Voima Ventures backs the development of an alternative to conventional quantum computer chips, making future computers more affordable, scalable, and sustainable. With this milestone, SemiQon advances towards making quantum computers more capable of solving some of the world’s greatest challenges.

Meet the newest addition to the Voima Ventures portfolio: Quantum computing startup SemiQon. The VTT spinout builds a new type of quantum processor chip made from silicon semiconductors, as opposed to current approaches that are based on non-standard materials.

The new semiconductor quantum processor chips are scalable and easier to manufacture. They can also function at warmer temperatures, making them more operable and sustainable. This could ultimately enable the building of quantum processors that will require millions of qubits for fault-tolerant operation.

Due to scalability issues, there are currently less than 100 quantum computers in the world, and they can cost EUR 10,000,000 or more to build. Quantum physicists and engineers are now trying to discover how to scale up quantum computers. SemiQon’s approach of using relatively inexpensive and easy-to-replicate silicon quantum dot-based technology answers that challenge.

“Our solution responds to three major challenges currently slowing down the development of quantum computers globally – their scalability, price, and sustainability. Our technology allows us to fabricate quantum processors in a way that supports scaling up manufacturing efficiently while also lowering costs. The chips we manufacture also enable the quantum computer to operate at warmer temperatures – thus requiring only a fraction of the energy needed for alternative solutions,” says Himadri Majumdar, CEO of SemiQon.

Current quantum computers excel at optimization tasks, like solving complex logistical issues. For example, quantum computers could one day accurately model viruses and drugs, or come up with climate solutions. However, due to the hardware and scalability limitations of currently available solutions, tackling such complex problems is not yet possible.

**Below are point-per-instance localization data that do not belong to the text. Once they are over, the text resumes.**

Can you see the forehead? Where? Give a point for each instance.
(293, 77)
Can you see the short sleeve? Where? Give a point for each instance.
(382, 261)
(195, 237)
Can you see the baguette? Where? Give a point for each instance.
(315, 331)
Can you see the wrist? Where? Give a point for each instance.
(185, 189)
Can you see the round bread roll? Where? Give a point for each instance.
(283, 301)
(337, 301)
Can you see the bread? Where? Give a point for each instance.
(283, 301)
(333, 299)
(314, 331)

For quantum computers to become truly useful in this sense, they would need to operate with millions of qubits instead of hundreds – which is what exists today. The amount of qubits is currently limited due to a number of factors, and that is why a more scalable option like SemiQon’s semiconductor-based processors are necessary for bringing the field to its future potential.

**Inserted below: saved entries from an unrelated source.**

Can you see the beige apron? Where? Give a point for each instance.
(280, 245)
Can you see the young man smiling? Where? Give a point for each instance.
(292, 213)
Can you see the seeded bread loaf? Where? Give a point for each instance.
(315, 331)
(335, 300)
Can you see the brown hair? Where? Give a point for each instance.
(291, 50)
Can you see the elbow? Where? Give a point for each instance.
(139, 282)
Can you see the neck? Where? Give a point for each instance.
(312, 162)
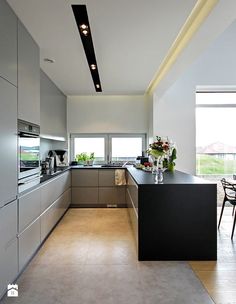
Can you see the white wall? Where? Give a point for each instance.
(107, 114)
(174, 112)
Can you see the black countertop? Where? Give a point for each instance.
(177, 177)
(140, 177)
(98, 167)
(53, 173)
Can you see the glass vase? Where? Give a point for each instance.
(159, 176)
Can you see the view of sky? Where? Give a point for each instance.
(215, 124)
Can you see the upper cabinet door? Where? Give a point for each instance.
(28, 77)
(8, 43)
(8, 142)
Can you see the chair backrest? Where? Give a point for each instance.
(229, 189)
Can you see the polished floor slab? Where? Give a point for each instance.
(219, 277)
(91, 258)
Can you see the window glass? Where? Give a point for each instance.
(89, 145)
(109, 147)
(215, 140)
(126, 148)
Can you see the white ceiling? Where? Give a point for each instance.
(130, 38)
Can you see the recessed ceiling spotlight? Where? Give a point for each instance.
(84, 29)
(49, 60)
(83, 26)
(82, 21)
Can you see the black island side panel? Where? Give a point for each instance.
(177, 221)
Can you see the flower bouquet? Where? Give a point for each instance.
(164, 153)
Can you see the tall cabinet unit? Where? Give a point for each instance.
(8, 248)
(28, 77)
(8, 43)
(8, 143)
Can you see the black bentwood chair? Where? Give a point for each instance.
(230, 196)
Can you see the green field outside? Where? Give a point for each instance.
(207, 164)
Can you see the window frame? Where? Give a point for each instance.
(208, 106)
(108, 142)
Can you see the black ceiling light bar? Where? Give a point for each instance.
(81, 18)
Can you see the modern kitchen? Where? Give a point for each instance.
(99, 197)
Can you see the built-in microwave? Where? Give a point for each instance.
(28, 155)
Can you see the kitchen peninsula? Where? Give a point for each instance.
(175, 220)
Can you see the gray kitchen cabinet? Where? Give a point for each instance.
(8, 265)
(51, 216)
(53, 105)
(96, 188)
(106, 177)
(8, 248)
(28, 77)
(29, 241)
(109, 193)
(8, 43)
(54, 188)
(112, 195)
(29, 208)
(85, 178)
(84, 196)
(8, 142)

“We need to solve the scaling problem to bring exponentially more processing power to quantum computers before we can start tackling some of the world’s great challenges. SemiQon’s silicon semiconductor qubit technology is an elegant solution for this,” says Tauno Vähä-Heikkilä, Vice President, Microelectronics and Quantum Technology at VTT.

Large-scale manufacturing processes and facilities already exist for silicon because it is used to manufacture microchips that are used in regular computers and other electronics. This manufacturing capability has been crucial for the increase of computing power in classical computers, as demonstrated by Moore’s law over many decades. SemiQon currently operates in such a pilot manufacturing facility in Finland.

“Globally, the vast majority of quantum investments have addressed superconducting and other qubit technologies. However, silicon semiconductor qubit technology is still underfunded – despite not being burdened with the scalability challenges that many other technologies face. SemiQon has the perfect team to harness the opportunities in the field of quantum computing,” says Jussi Sainiemi, Partner at Voima Ventures.

“The SemiQon team consists of leading experts within the field of silicon semiconductors. As a VTT spinout, the team has worked closely with one of the globally leading research organisations in the field of silicon semiconductor qubit technology, and has the experience and expertise necessary to bring their innovation to market. Their technology has the potential to impact the quantum computing field drastically, paving the way to a truly scalable and sustainable quantum chip,” he continues.